The hermit of Cape Rosier has three houses:
One's atop the cragged bluff that leaps
splashing spruce out of the water, hackled pines
sawing a jagged hole in heaven. There
the hermit's house is: no door, windows like wounds,
a ribcage in a hat whose brim is eaves.
You have to know the path up there to find it;
even if you know the old back trail
you have to know the cut-off to the hermit's,
and when you get there, through the thorned blackberries
with the arched gulls shrill in the steep wind
you see Keep Out No Trespassing assigned
on trees and staves. Perhaps you are not welcome.
'Hello! Hello!' The winds snatch 'Lo!' and dash it
cragward, crumpled, down. A seahawk's nest
in winter, filled with lichen and picked fishbones
would be as hospitable as is this homestead.
Why would anyone not born to feathers
seek such isolation in the sun?
All that the senses touch up here is cleanly,
scoured by solitude in the harsh height.
Yet grant a hermit reasonable cause
to abjure our fendered comforts, still one might
search his self for the natural parts of man
in scenes more clement. Not the bleak of air
but ripeness of the earth, in summertime:
sometimes, beneath the blackberries, he searches there.

The second house the hermit lives in
some people wouldn't call a house, unless
sleeping in a cave's compatible
with the human lot.
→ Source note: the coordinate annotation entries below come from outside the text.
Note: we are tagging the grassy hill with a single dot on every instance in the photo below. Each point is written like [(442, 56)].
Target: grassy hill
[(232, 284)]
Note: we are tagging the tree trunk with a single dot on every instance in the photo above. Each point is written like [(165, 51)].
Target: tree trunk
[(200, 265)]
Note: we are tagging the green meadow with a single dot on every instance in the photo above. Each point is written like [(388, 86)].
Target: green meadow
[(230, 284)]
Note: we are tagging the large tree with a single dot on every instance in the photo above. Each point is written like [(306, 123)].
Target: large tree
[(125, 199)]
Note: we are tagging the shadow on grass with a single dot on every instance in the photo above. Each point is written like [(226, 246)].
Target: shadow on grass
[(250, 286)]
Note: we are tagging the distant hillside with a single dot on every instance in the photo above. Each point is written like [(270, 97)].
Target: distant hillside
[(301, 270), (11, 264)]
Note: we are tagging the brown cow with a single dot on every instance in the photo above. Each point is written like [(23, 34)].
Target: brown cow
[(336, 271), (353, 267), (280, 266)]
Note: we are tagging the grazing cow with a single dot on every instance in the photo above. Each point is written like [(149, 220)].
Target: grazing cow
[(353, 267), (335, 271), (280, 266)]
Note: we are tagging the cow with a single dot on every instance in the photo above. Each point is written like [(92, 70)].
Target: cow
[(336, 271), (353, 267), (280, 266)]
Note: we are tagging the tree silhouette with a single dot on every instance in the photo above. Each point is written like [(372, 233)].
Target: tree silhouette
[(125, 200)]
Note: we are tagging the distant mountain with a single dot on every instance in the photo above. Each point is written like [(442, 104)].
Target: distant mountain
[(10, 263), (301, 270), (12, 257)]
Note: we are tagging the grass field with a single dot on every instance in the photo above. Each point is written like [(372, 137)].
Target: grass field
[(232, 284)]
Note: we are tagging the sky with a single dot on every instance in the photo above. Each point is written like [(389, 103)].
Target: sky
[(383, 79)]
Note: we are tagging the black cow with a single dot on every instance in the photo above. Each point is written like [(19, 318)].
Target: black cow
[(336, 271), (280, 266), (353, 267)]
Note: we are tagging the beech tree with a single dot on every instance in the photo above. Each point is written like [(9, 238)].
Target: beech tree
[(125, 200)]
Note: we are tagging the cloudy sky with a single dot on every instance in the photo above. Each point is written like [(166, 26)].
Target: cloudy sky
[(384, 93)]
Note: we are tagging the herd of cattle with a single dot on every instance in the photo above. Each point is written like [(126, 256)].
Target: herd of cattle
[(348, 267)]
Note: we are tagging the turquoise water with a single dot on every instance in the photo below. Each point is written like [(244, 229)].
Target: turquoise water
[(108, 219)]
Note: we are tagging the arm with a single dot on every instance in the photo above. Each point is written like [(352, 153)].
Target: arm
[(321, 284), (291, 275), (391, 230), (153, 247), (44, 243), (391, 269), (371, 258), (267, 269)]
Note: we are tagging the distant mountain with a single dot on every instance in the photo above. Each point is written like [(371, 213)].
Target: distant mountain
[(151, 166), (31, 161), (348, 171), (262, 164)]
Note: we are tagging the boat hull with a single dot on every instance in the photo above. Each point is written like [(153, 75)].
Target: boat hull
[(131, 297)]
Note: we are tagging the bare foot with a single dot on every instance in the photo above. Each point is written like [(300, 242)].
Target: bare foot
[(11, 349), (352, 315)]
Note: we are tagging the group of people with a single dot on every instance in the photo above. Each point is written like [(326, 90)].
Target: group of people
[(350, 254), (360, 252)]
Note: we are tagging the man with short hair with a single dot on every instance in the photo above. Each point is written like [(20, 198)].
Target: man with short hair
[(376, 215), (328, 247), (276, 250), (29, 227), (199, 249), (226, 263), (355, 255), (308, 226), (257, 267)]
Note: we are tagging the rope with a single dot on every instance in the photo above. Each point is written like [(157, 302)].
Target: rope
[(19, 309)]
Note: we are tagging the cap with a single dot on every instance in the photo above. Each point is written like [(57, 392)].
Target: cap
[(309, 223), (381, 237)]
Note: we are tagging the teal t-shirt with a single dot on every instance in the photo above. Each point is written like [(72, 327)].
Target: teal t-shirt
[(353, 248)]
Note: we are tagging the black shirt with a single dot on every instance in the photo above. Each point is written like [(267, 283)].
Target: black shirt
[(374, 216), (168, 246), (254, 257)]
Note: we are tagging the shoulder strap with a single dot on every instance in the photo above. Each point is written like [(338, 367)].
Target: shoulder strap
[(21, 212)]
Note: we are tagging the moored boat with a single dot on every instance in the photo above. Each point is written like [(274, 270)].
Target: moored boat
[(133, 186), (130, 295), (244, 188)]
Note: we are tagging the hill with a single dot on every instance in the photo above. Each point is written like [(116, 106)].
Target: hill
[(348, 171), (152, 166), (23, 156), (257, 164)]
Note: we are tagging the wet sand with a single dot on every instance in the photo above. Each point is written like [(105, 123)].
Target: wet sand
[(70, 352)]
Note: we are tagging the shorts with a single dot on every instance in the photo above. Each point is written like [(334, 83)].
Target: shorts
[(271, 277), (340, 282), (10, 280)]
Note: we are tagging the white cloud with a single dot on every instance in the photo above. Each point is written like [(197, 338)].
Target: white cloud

No one at Harborside
knows what got into Jethro
crouching like a woodchuck in his tunnel
while a scourge of moles rips furrows his father turned.
He's got good lands back there he never touches
except a potato plot and a row of beans;
nobody knows why Jethro won't be seen
at Meeting, store, or trade; nobody knows
just how he lives there, holed up like a marmot
while rains fall, and hay rises, and teams
move from field to field in hot July.
In woods, in the dead of summer, there's the smell
of green gone sour, of flesh the owl has killed;
delicate leafmould works its webbed decay,
a footstep stirs the leaves, and simmering death
bursts from earth behind a canopy
of green hands, giddy in the wind, that grasp the sun.
The cool of cave-mouth in the hill is dank,
the spindling spider hangs numb from his wheel,
the hemlock-guarded air is cold and still.

The other house the hermit lives in
was once a boathouse, but he has no boat.
You pass clam baskets, broken, pyramided,
and mattocks worn down at the shiny tines,
split oars, stacked driftwood, a pile or two of shells.
Peering through the fogstained saltpocked window
imagine Jethro fingering his trove:
great conches curling empty till his ear brings
titanic surfs to tunnels the silent snail
polished in solitude; bright rocks whose stain
of emerald or quartz shaft of shine the starfish
hugged beneath the tide.

Death seems nearer Jethro than it may be,
though in the village they say he's hale and sound.
Life seems precarious on his hillside,
battering windy breakers, by rot deepgnawed,
uncivil, ashake with joy and awe and wonder
at cragged Borealis
and the empty shell left on the shore.